Carl Dean, Dolly Parton’s husband of nearly 60 years, died on Monday in Nashville, Tennessee aged 82. According to a statement provided to The Associated Press by Parton’s publicist, Mr Dean will be laid to rest in a private ceremony with immediate family attending.
“Carl and I spent many wonderful years together. Words can’t do justice to the love we shared for over 60 years. Thank you for your prayers and sympathy,” Parton wrote in a statement. The family has asked for respect and privacy at this time. No cause of death was announced.
Parton met Mr Dean outside the Wishy Washy Laundromat the day she moved to Nashville at 18. “I was surprised and delighted that while he talked to me, he looked at my face (a rare thing for me),” Parton described the meeting.
“He seemed to be genuinely interested in finding out who I was and what I was about.”
They married two years later, on Memorial Day — May 30, 1966 — in a small ceremony in Ringgold, Georgia.
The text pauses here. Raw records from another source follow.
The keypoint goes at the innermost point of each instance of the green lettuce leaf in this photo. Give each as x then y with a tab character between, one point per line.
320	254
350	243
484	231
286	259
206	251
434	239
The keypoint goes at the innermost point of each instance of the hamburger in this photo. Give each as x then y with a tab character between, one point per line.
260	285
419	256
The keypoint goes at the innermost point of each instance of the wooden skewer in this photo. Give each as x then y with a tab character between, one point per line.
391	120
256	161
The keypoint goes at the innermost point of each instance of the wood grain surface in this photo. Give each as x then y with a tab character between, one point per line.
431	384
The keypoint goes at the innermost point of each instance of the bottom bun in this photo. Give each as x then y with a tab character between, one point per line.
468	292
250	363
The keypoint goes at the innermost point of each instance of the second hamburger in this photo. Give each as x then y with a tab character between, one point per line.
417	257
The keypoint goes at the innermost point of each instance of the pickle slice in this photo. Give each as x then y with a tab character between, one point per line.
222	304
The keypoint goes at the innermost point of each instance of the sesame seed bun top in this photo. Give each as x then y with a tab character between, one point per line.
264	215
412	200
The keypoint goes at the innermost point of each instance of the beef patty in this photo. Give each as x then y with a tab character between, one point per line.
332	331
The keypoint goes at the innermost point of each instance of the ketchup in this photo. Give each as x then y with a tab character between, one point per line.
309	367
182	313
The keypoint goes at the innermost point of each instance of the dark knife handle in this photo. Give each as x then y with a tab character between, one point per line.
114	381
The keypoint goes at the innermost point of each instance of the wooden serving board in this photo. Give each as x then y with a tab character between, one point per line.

Mr Dean was a businessman, having owned an asphalt-paving business in Nashville.
His parents, Virginia ‘Ginny’ Bates Dean and Edgar ‘Ed’ Henry Dean, had three children. Parton referred to his mother as “Mama Dean”.
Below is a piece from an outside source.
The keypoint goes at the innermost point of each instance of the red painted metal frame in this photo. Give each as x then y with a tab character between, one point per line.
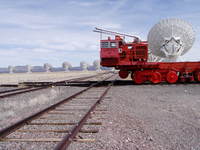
130	58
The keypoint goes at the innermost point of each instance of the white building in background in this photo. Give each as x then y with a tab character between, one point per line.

Mr Dean is survived by Parton and his two siblings, Sandra and Donnie. He inspired Parton’s classic, Jolene. Parton told NPR in 2008 that she wrote the song about a flirty bank teller who seemed to take an interest in Mr Dean.
“She got this terrible crush on my husband,” she said. “And he just loved going to the bank because she paid him so much attention. It was kinda like a running joke between us — when I was saying, ‘Hell, you’re spending a lot of time at the bank. I don’t believe we’ve got that kind of money.’ So it’s really an innocent song all around, but sounds like a dreadful one.”
Parton and Mr Dean kept strict privacy around their relationship for decades, Parton telling The Associated Press in 1984: “A lot of people say there’s no Carl Dean, that he’s just somebody I made up to keep other people off me.”
She joked that she would like to pose with him on the cover of a magazine “so that people could at least know that I’m not married to a wart or something”.